Back home, the humidity in these parts does awesome job of keeping it flushed & well, sweaty pretty much most of the day. And interestingly, the full make-up that used to stay on, now flakes off in patches, cos I’m pretty much perspiry & oily-surfaced all day. Didn’t noticed until a colleague told me about it. Then as I observed more, it looks really patchy. Lol…
Today, I decided to do without foundation, just the simple brows + blusher + shadow + liner + nude lipstick combi. Works perfectly & I looked fab even at end of day!

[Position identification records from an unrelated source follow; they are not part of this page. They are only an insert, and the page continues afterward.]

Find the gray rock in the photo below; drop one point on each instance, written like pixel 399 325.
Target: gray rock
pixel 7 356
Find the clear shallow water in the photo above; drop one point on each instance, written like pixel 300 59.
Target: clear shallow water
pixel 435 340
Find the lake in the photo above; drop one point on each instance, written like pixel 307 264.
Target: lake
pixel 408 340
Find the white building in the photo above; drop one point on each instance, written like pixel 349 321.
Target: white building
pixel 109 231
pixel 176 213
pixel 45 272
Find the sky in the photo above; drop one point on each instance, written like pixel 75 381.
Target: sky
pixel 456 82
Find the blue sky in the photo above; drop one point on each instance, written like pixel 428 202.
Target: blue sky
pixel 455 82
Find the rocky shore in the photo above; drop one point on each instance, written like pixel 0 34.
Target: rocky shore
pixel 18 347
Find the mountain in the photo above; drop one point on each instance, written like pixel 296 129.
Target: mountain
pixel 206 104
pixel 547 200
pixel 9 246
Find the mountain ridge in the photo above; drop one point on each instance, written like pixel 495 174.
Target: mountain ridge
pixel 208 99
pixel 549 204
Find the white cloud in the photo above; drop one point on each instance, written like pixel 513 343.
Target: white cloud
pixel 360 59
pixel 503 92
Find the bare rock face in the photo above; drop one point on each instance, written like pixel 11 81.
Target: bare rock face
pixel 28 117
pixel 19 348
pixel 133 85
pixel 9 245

Realising increasingly too, some changes that’s coming on slowly, kinda creeping into becoming habits / new perspectives as I faced a stressful week. Coming back to work after 2-week hiatus is not funny. Lol… Esp the pace that I’m expected to land into is crazy fast! Basically, expected to land & move @ warp speed! In fact, faster cos I had a holiday! Lol…

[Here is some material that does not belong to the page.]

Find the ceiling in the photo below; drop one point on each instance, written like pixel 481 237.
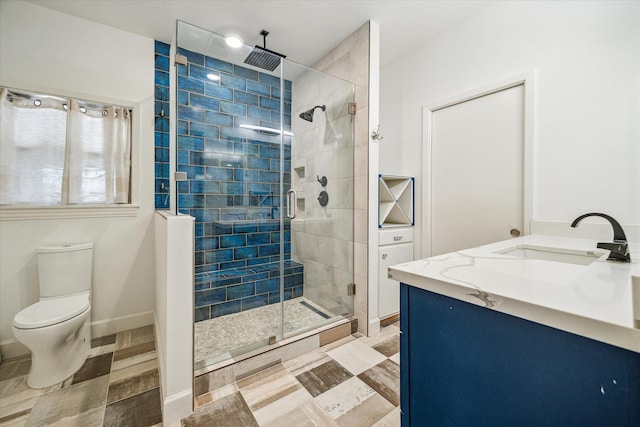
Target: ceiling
pixel 303 30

I’m breathing more, more aware of moments that I need to put into perspective. Sure, expletives were muttered under my breath, sometimes I felt like bashing someone’s head, but I’m seeing those moments with more clarity & catching myself faster. That sense of taking a moment to put things into perspective seems to be a huge lesson this week. Stresses are really depending on how I look at them: slow down a tad & breathe to see that it’s really not so bad. Today, a potentially disastrous project situation just slid past me like it’s just an everyday issue. I actually saw it in perspective & put on the problem-solver hat instead of screaming at the issue.
I realised, after 2 days of ending a relatively significant relationship, I’m managing a lot better. Cos my worth as a woman & person is intact. The trip has led me to appreciate myself a lot more – the fact that I was CRAZY! And I was very capable of taking care of myself – no issues at all. I was crazy & so able to entertain myself & coming to terms with surfaced issues which I came across at moments on the trip. I was crazy to push myself & yet know what I want, and where my limit is, and respect that limit.

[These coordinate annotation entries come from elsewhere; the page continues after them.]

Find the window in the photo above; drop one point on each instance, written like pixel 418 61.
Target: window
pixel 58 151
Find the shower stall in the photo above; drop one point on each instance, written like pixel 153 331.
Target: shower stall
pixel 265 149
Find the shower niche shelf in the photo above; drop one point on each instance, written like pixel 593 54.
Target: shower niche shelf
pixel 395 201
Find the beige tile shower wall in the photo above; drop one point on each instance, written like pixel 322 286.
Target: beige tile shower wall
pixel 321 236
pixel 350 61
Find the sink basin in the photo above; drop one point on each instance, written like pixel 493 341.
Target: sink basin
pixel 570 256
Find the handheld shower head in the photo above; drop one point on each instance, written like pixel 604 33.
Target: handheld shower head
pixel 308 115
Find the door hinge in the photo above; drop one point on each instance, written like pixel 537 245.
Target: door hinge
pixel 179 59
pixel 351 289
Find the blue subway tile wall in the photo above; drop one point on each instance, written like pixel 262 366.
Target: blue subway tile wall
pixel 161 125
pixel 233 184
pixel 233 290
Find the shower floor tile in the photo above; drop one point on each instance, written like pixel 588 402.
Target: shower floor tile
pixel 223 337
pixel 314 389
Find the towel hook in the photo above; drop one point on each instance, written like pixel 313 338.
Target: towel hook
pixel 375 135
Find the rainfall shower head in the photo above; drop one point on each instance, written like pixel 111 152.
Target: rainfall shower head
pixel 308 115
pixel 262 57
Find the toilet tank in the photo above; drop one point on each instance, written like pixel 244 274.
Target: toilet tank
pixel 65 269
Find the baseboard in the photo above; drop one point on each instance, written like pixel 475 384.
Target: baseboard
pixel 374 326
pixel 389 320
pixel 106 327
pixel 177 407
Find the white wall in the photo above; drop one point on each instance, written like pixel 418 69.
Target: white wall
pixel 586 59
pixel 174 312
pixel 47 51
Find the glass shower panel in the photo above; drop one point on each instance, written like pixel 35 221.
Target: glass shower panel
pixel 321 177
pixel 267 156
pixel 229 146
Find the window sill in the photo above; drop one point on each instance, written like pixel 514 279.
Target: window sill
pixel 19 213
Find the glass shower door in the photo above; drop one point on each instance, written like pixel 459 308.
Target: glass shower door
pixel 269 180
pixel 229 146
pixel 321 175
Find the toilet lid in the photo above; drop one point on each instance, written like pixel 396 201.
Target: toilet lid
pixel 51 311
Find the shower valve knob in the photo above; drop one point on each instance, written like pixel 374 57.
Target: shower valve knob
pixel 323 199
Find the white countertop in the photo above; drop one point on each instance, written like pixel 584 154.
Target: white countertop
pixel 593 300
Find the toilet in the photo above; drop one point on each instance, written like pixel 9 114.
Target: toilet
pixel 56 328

As I stopped along the way to gaze at the beauty of hues created by the Creator, I also come to appreciate the beauty in me, the exact specifications I am looking for in various aspects of my life. Cos I plan to live happily, ensuring I embrace more laughter than tears. At the same time, care for those closest to me to best I can.
Shaving off stuff that creates imbalance in my heart, have steered clear of things / persons who hurt my heart. Yes, I know tears are inevitable in life, but I intend to only shed tears when it’s worth the pain. Perhaps it means living within a tighter circle, becoming more selective of who gets into my heart. I’ll do what it takes to ensure I’m here, healthy, for the ones who mean alot to me & for those in future who will increasingly mean much as well.